Bosch, principal suministrador de componentes de la industria (control de estabilidad, sistemas de inyección, sensores, centralitas electrónicas…), comparte la visión y en el evento celebrado el pasado mes de julio en Boxberg, Alemania, su pista de pruebas, ha presentado nuevas alternativas para mejorar la movilidad en las urbes del mañana. “No puede haber smart cities sin lograr antes el smart traffic”, resume Rolf Bulander, miembro del consejo de administración de la compañía.

Las propuestas se dirigen al futuro y también al presente, como el nuevo test para medir en conducción real las emisiones de los modelos diésel. Se conoce como RDE, entrará en vigor en septiembre y mejorará la credibilidad de estos coches que, en opinión de Bulander, “forman parte de la solución, no se puede ignorar la eficiencia del gasóleo”.

Asimismo, se habla de vehículos con red eléctrica de 48 voltios, en vez de los 12 actuales, que permitirán aumentar los sistemas que operan con electricidad (turbos…) y reforzar así la eficiencia. Y hasta de bicis eléctricas, un medio de transporte urbano en auge, equipadas con frenos ABS para potenciar la seguridad.

A corto plazo, la estrella será el coche autónomo. Bosch ha firmado un acuerdo con Mercedes para lanzar un piloto automático para autopista hacia 2020 o 2021. Y la asociación trabaja en otras áreas como la comunicación entre vehículos (V2V) y con las infraestructuras (V2X). Esta conexión ayudará a reducir los accidentes y hará posible, además, que el puerto que espera la mercancía de un camión pueda monitorizarlo, o que los modelos entren solos a los aparcamientos a buscar plaza.

Con el coche autónomo se espera que el concepto de propiedad cambie por el de uso, y que se mejore la fluidez del tráfico, porque según Bosch, en el mismo tiempo que tardan 10 modelos conducidos por humanos en atravesar un cruce con semáforo, pasarían hasta 18 autónomos.


Dirk Hoheisel, responsable de Soluciones de Movilidad de Bosch

“Las ‘cajas negras’ podrían ayudar al coche autónomo”

Dirk Hoheisel (Alemania, 1958), doctor en Ingeniería Electrónica, es el responsable de Soluciones de Movilidad de Bosch y uno de los nueve miembros del consejo de administración de la compañía. En un encuentro con EL PAÍS ha ofrecido su visión sobre el coche autónomo, los desafíos técnicos y legales que le acompañan, y sus esperados beneficios en seguridad vial.
Según la ONU, cada año fallecen en el mundo 1,25 millones de personas por accidentes de tráfico, y el factor humano estaba presente en el 90% de percances. Automatizar el tráfico podría ser una solución a la problemática.

La fiabilidad de funcionamiento es uno de los aspectos clave en cualquier vehículo robotizado. Hoheisel comenta que “todavía no se puede concretar un porcentaje de efectividad [como el 99% que se exige a los aviones]”, pero que se trabaja “para que lleguen a ser mucho más seguros que los conducidos por humanos”.

Bosch ha anunciado que lanzará un piloto automático completo para autopista [nivel 4; el conductor puede despreocuparse del guiado] en 2020 o 2021. El de ciudad también llegará, aunque un poco después, porque el ejecutivo alemán alerta de la dificultad de “calibrar los equipos de inteligencia artificial”, debido a que es el entorno de circulación más complejo: cruces, semáforos, peatones…

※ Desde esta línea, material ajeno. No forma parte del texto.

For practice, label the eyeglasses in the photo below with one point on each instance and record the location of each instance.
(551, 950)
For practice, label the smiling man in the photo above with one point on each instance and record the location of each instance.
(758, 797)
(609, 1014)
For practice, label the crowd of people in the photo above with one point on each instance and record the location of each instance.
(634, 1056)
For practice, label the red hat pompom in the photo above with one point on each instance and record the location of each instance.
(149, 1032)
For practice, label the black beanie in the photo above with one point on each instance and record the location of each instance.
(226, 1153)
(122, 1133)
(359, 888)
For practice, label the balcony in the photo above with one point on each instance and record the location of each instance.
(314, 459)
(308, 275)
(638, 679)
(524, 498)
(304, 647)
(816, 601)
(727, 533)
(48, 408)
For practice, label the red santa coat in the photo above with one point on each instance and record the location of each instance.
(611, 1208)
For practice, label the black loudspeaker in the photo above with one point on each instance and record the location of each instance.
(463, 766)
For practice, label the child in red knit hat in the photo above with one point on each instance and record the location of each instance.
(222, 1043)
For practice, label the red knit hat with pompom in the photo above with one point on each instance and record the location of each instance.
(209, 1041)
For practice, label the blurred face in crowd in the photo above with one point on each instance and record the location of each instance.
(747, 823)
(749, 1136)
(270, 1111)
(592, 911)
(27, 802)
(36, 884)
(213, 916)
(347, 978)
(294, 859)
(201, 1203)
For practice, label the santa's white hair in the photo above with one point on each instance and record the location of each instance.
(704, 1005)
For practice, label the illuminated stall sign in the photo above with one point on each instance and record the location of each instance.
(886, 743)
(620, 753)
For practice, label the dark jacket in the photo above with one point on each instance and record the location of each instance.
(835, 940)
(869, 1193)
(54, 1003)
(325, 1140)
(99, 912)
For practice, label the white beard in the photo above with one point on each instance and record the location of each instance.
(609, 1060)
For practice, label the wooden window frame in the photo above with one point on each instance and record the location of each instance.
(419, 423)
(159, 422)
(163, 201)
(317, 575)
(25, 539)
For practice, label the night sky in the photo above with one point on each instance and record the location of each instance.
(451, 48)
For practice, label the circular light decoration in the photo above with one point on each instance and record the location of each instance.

El marco legal también deberá evolucionar para permitir la proliferación de los vehículos autónomos y evitar conflictos con las aseguradoras. “Los políticos siguen los progresos de la tecnología y van adaptando las normativas. En Alemania, una de las propuestas es dotar a los vehículos autónomos con cajas negras como las de los aviones”. Así, ante un percance, se podrá saber sin margen de error que pasó y quién, o qué, fue el responsable.

La comunicación entre vehículos, y de estos con las infraestructuras, es otro pilar del coche robotizado, porque ayudará a evitar accidentes. “Con las redes 5G tenemos lo que necesitamos, porque ofrecen alta capacidad y una latencia [respuesta] inferior a 10 milisegundos”, comenta Hoheisel. El pasado enero, de hecho, la UE aprobó destinar para el desarrollo de esta vía la banda de 700 Mhz que hoy se utiliza para TV.

Y, de cierre, un tema espinoso: la seguridad antipirateo: “Hay que tomar muchas medidas, entienda que no podamos darle detalles, pero abarcan software, hardware, encriptación…, y crear una red aislada para los controles principales”.